Tuesday, July 21, 2015

Fort Necessity National Battlefield, 7/19/15

Located about 10 miles west of Uniontown, PA, is the where the opening battle of the war fought by England and France for control of North America occurred in 1754. There were rival claims between the two countries for the territory between the Appalachian Mountains and the Mississippi River (the Ohio Valley). The conflict came to be known as the French and Indian War here and as the Seven Years' War in the rest of the world (1754 to 1763). At the end of the war, France was expelled from North America and India.

Our first stop here, as always, was the Visitor Center.

There are impressive exhibits as well as a video that can be seen in the theatre that provide the history of Fort Necessity, Braddock's Grave, The National Road, and Mount Washington Tavern. The Park Rangers shared with us the schedule for the day for Ranger-led tours, educational sessions, musket firing, etc.

Fort Necessity:

George Washington, a 21-years old lieutenant colonel for the British, was sent to warn the French to withdraw from the area in 1753-54. 

They refused, setting the stage for the battle at Fort Necessity.  The Native Americans informed Washington that a French scouting party was in nearby Jumonville Glen. The Virginia Regiment led by Washington engaged in a squirmish that resulted in the French commander being killed. Debate continues on how the battle began: the French contend they were ambushed and murdered; the British said that the French fired the first volley.
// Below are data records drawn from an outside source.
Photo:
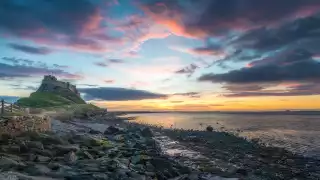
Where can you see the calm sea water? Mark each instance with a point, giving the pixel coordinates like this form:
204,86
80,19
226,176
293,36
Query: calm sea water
298,133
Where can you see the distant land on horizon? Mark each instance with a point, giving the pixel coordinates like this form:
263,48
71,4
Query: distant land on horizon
282,112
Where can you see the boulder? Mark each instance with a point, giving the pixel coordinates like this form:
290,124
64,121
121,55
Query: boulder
71,157
146,132
209,128
63,149
35,144
5,161
111,130
40,158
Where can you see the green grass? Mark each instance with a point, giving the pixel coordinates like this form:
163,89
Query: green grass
46,99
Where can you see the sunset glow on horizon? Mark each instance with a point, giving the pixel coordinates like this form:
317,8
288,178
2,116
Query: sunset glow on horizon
166,55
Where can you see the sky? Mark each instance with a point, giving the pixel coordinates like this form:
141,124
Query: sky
163,55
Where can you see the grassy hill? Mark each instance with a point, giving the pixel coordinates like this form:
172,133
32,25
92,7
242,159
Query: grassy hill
48,99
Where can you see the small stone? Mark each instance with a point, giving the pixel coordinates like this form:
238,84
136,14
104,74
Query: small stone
111,130
44,152
63,149
119,138
88,155
92,131
35,144
242,172
146,132
40,158
5,161
38,169
71,157
23,147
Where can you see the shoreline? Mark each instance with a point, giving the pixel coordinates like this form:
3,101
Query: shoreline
87,142
228,155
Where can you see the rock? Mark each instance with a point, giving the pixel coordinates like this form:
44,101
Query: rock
44,152
161,163
31,157
52,139
5,161
182,177
38,169
8,176
71,157
40,158
146,132
209,128
14,149
5,138
87,155
35,144
92,131
63,149
119,138
20,176
23,147
111,130
242,172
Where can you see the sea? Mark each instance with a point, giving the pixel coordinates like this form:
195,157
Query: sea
298,132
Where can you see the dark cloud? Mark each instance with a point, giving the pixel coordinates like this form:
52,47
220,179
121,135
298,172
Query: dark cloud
216,17
30,49
21,71
284,58
299,90
189,70
56,23
118,94
300,71
9,98
265,39
17,61
188,94
31,17
243,87
209,49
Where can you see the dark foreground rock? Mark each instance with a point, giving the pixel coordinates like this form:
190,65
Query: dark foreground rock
231,156
127,154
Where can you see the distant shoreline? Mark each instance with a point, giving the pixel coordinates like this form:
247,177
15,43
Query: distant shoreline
227,112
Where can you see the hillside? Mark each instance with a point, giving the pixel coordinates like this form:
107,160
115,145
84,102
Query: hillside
49,99
52,93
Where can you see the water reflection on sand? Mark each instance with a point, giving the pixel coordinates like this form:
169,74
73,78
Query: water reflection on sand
298,133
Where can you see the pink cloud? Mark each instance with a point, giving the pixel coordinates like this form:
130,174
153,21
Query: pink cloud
109,81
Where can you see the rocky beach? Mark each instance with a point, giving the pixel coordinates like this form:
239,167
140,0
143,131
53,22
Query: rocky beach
99,146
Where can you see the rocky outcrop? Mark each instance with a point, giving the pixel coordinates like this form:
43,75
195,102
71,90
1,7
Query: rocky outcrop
51,84
16,125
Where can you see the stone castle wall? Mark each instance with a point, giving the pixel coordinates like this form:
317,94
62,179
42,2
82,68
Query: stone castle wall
50,83
20,124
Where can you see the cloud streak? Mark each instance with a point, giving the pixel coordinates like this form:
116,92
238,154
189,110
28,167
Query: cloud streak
30,49
118,94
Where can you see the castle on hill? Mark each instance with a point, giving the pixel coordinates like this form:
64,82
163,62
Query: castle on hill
52,84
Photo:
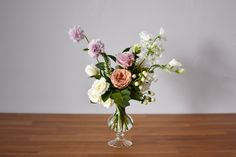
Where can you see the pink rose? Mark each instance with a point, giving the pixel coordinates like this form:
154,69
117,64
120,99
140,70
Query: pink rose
76,34
125,59
121,78
96,47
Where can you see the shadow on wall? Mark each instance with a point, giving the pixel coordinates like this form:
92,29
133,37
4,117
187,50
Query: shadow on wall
210,81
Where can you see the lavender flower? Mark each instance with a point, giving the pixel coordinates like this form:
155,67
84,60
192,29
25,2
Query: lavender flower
76,33
96,47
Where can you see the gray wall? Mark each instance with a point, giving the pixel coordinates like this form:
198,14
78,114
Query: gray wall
42,71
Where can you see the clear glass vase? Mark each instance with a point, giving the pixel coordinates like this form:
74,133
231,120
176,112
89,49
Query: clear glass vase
120,122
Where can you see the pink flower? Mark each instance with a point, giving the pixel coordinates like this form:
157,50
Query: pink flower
76,34
121,78
125,59
96,47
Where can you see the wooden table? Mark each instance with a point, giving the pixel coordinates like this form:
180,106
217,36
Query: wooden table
43,135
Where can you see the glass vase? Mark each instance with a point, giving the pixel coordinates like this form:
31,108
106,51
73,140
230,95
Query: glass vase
120,122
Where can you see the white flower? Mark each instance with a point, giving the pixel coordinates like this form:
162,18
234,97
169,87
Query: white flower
91,70
108,103
100,86
162,33
175,63
142,62
93,96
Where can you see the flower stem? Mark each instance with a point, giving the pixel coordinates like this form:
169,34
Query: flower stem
86,38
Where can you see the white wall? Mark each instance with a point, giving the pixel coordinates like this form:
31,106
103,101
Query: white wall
42,71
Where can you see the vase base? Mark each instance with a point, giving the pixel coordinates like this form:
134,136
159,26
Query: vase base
120,143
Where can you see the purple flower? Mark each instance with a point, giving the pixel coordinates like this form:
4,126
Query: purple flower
125,59
76,34
96,47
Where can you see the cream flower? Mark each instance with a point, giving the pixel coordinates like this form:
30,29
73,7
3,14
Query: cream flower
91,70
100,86
108,103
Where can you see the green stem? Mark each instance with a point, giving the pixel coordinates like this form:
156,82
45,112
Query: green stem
86,38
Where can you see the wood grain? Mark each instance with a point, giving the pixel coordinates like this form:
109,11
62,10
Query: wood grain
54,135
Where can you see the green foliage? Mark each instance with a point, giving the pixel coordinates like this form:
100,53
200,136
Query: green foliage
106,96
125,92
122,97
127,49
112,57
101,65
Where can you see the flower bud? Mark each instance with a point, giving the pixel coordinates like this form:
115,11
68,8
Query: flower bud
140,87
136,83
134,76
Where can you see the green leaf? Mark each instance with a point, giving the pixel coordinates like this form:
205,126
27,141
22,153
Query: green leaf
106,96
101,65
136,95
117,97
127,49
126,100
125,92
112,57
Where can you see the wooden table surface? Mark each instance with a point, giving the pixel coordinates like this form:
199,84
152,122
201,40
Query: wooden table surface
44,135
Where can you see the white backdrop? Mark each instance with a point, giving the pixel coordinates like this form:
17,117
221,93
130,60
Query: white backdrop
42,71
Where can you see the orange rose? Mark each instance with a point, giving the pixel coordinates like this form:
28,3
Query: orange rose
121,78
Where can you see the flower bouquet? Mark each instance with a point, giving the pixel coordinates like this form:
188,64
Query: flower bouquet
129,79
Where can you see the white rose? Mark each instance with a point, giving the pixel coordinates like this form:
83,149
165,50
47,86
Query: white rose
100,86
108,103
91,70
175,63
93,96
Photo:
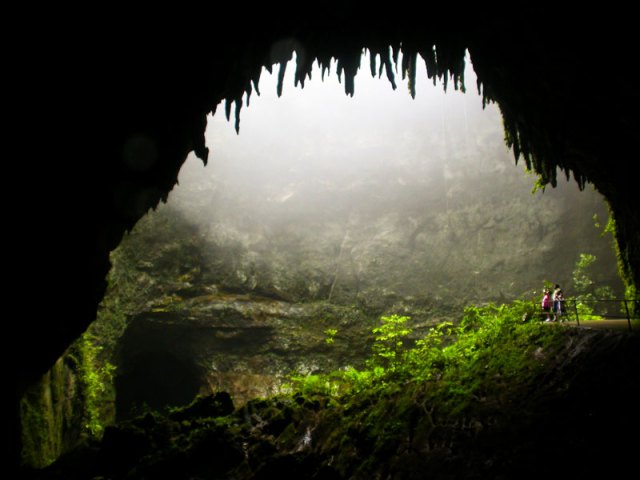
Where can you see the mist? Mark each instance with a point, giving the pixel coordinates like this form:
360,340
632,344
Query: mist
324,196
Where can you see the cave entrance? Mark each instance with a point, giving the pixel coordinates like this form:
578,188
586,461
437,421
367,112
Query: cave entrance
328,211
154,380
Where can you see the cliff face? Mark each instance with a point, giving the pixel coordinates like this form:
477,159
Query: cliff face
232,285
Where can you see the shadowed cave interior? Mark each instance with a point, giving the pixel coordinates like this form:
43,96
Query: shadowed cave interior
133,117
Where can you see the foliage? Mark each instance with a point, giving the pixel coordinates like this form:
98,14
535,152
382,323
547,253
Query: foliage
457,361
97,380
331,334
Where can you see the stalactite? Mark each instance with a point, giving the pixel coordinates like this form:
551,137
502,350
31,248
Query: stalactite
238,108
281,72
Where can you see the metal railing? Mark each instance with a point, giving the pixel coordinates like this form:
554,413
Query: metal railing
597,309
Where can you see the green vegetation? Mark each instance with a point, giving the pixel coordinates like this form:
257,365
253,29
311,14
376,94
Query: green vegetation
412,397
460,362
97,382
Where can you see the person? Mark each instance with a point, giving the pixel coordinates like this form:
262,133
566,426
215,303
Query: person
546,303
556,301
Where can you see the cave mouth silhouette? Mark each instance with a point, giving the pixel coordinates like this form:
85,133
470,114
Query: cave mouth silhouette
154,380
530,72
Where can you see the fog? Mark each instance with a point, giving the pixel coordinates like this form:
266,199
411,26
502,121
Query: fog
317,137
325,196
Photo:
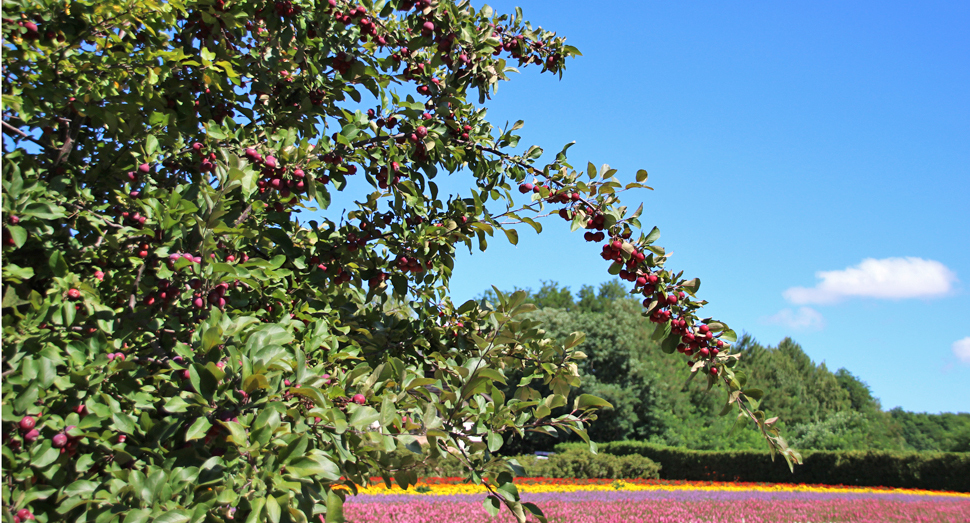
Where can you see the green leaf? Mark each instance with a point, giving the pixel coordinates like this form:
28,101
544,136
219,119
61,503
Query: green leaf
669,344
151,144
492,505
574,339
495,441
512,235
173,516
362,416
138,515
198,429
586,401
81,488
123,423
335,508
314,466
238,433
273,511
755,394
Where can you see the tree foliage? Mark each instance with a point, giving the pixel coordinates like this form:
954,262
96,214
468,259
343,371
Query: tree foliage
179,345
819,409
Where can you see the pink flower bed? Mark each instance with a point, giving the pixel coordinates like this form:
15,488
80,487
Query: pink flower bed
862,511
703,503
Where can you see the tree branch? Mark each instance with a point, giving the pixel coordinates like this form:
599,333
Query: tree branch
11,130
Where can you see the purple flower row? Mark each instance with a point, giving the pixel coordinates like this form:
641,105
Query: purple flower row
861,510
654,495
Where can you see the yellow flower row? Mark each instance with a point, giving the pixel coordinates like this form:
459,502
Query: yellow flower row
532,487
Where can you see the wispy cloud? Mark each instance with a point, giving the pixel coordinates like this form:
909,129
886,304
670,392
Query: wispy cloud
804,318
961,349
888,278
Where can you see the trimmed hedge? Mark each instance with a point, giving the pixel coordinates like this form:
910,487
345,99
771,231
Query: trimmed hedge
582,464
572,463
924,470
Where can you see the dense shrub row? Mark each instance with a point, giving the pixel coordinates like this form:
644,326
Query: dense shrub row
925,470
576,462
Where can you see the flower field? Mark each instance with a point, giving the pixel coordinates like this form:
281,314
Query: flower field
606,501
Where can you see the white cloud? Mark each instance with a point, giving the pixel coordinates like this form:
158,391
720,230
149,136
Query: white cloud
888,278
961,349
805,318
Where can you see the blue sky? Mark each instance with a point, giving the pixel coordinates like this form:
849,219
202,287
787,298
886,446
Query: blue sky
784,140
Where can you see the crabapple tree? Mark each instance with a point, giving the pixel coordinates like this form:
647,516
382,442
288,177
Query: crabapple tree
182,343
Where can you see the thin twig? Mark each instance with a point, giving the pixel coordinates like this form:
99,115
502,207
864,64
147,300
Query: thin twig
13,130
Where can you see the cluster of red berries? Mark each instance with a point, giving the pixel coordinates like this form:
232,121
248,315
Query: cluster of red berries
342,63
412,264
207,163
286,8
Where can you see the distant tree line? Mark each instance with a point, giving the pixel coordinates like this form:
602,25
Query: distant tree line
821,410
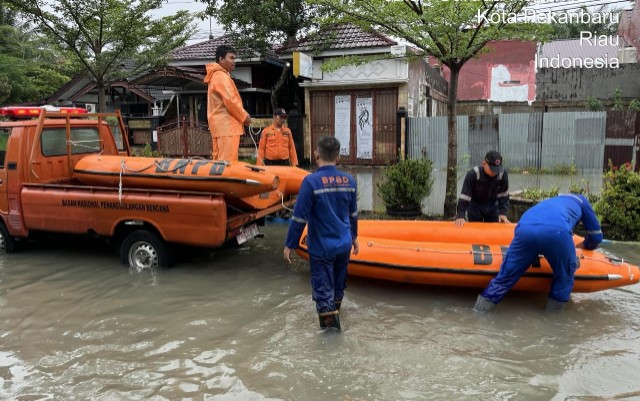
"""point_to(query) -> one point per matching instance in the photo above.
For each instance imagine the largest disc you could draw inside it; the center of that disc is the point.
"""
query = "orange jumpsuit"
(225, 113)
(277, 146)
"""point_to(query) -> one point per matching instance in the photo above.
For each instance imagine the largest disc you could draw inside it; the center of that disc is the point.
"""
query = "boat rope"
(253, 133)
(421, 249)
(610, 260)
(156, 163)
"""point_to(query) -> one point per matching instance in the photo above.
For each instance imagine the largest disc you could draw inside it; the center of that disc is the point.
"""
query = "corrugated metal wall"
(531, 140)
(621, 144)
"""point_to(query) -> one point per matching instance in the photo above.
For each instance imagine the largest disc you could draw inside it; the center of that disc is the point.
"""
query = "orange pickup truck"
(39, 192)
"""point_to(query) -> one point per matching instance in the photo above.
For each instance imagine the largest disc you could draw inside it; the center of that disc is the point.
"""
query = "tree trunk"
(278, 85)
(102, 98)
(451, 190)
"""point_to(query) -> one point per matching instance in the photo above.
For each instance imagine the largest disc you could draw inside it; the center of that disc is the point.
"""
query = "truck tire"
(143, 249)
(7, 242)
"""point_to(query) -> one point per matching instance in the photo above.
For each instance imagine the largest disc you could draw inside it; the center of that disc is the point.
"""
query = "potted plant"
(405, 185)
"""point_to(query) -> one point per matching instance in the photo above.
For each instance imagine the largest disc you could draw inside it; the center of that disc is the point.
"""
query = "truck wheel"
(7, 242)
(144, 250)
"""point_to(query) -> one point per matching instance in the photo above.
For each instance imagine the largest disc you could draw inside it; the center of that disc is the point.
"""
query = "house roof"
(582, 48)
(338, 37)
(206, 50)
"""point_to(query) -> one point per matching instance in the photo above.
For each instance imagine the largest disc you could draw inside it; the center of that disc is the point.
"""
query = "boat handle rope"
(124, 168)
(612, 260)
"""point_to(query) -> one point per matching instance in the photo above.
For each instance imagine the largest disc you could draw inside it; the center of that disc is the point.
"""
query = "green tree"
(601, 26)
(103, 35)
(29, 68)
(255, 26)
(451, 31)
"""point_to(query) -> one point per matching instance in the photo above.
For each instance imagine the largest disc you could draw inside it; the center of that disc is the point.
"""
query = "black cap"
(494, 160)
(280, 112)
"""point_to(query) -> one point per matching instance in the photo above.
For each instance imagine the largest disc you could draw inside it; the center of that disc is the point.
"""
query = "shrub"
(406, 184)
(619, 204)
(537, 194)
(594, 104)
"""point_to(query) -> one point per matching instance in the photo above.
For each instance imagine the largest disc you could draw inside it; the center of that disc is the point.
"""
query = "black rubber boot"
(553, 305)
(483, 305)
(329, 320)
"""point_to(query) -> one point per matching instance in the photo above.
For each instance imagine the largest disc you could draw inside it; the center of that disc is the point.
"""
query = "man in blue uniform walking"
(546, 229)
(485, 192)
(327, 203)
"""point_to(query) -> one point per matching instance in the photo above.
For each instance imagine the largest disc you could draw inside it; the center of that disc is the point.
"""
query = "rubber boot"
(553, 305)
(483, 305)
(329, 320)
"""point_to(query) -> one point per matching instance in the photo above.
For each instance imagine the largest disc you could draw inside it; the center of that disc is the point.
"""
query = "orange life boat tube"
(439, 253)
(290, 180)
(236, 180)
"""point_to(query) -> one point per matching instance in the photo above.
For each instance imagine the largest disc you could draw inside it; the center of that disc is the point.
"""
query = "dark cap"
(280, 112)
(494, 160)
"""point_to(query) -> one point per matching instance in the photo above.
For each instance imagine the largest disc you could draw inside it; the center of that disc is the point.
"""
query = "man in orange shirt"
(276, 143)
(225, 113)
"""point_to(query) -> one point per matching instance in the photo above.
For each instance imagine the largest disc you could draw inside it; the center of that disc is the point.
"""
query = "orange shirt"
(277, 145)
(225, 113)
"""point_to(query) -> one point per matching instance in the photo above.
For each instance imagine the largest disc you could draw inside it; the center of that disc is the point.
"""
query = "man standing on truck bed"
(225, 113)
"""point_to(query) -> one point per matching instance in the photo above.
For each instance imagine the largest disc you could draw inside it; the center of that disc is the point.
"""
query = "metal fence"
(532, 140)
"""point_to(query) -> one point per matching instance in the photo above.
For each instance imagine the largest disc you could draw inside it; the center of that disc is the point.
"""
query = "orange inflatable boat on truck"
(243, 185)
(439, 253)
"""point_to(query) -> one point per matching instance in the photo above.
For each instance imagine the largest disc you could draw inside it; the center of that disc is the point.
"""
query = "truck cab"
(39, 148)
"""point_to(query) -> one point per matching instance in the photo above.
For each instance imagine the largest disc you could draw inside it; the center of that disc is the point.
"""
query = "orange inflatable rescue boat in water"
(244, 185)
(439, 253)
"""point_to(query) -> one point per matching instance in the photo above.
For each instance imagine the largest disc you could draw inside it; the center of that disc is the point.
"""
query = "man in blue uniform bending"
(327, 203)
(546, 229)
(485, 192)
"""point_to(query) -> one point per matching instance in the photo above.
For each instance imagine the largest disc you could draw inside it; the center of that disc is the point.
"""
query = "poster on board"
(342, 123)
(364, 127)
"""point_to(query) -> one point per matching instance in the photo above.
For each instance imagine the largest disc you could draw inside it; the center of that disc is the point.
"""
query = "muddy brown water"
(240, 325)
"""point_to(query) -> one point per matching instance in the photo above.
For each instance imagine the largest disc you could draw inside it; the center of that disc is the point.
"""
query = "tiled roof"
(582, 48)
(338, 37)
(206, 50)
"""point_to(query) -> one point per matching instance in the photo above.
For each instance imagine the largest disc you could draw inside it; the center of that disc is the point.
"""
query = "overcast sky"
(171, 6)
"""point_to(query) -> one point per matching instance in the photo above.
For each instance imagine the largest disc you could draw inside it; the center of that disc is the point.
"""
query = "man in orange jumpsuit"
(276, 143)
(225, 113)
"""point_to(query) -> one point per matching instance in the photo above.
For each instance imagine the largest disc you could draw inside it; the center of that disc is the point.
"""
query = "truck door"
(4, 139)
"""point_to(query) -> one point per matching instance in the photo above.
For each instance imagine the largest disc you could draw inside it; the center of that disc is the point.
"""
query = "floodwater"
(240, 325)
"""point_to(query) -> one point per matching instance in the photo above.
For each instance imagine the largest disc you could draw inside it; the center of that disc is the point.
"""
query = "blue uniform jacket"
(485, 191)
(327, 203)
(565, 211)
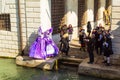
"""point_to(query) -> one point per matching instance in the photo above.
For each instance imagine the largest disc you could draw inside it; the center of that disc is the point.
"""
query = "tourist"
(89, 28)
(107, 52)
(43, 46)
(70, 31)
(65, 42)
(90, 47)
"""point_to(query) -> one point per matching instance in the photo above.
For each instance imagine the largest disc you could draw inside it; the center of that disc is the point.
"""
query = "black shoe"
(104, 62)
(90, 62)
(108, 64)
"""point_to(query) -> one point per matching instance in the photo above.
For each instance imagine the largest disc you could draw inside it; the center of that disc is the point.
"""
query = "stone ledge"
(47, 64)
(98, 70)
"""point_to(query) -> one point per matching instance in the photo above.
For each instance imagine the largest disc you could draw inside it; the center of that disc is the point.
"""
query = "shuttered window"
(57, 13)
When Washington and his troops arrived at the Great Meadows they were exhausted and with only limited supplies. They began building a stockade structure with an enclosed shed to house supplies (flour, corn, gunpowder, musket balls, cannon shot, and rum). He also had them dig trenches around the stockade area that can be seen today. 

The French attacked at dawn on July 3, 1754 with a force of 700. Washington's 300 men were outmanned and were poorly position for the battle. In torrential rain the fight lasted about 8 hours resulting in 30 dead and 70 wounded of the 300 British troops. The French offered terms of surrender that Washington accepted and his troops retreated in defeat.

The British turned the tide of the war in 1758. It ended in America in 1760 when the British captured Montreal. The Seven Years War continued in other parts of the world until 1763. 

Braddock Grave: The Braddock Road opened in 1751 between Fort Cumberland (upper Potomac in VA) to the French military station at Fort Duquesne (Pittsburgh). It was named for British General Edward Braddock who, accompanied by Colonel George Washington of the Virginia Militia, used it for the failed assault on Fort Duquesne in 1755. 

Injured in the fighting at the Battle of Monongahela, Braddock died of his wounds 7/14/1755 and was buried in the middle of the road by his men. They feared that the Native Americans would mutilate his body if they found the secret grave. 

In 1804, during repairs to the road, workmen uncovered Braddock's grave. His remains were disinterred on this hill. The granite monument was added in 1913.

The National Road: George Washington proposed a route to connect the Western frontier to the eastern seaboard in the late 1700s. The building of the road, later named The National Road, was authorized by Congress in 1806. Work began in 1811 and connected Cumberland to Wheeling by 1818. By 1829, the road stretched 600 miles to Vandalia, IL. It was the first federally funded highway. A few original markers can be seen today along Route 40 which follows most of the original route.

Mount Washington Tavern: Built in 1830, Mount Washington Tavern was stage stop for the Good Intent Stage Line. It was one of many such establishments along the National Road, although this was finer than most.  

90% of the structure is original and restoration work is currently underway on the exterior. The interior remains open.

Travelers had a hot meal in the dining room. Women gathered in the parlor after dinner while the men went to the barroom.

Men and women slept in separate rooms on the second floor, often sharing bedspace with strangers. Most just slept in their clothes arising early the next morning to continue their journey.

Admission to Fort Necessity is $15, but our senior pass gets us in for free. Honestly, I had never heard of this place. We thoroughly enjoyed the quality exhibits at the Visitor Center and learning more about our nation's history in this part of the country. If you visit, be sure to tour the Tavern and Braddock's grave that are located a distance from Fort Necessity. You can walk or drive to the Tavern, but will need to drive a couple of miles to the grave.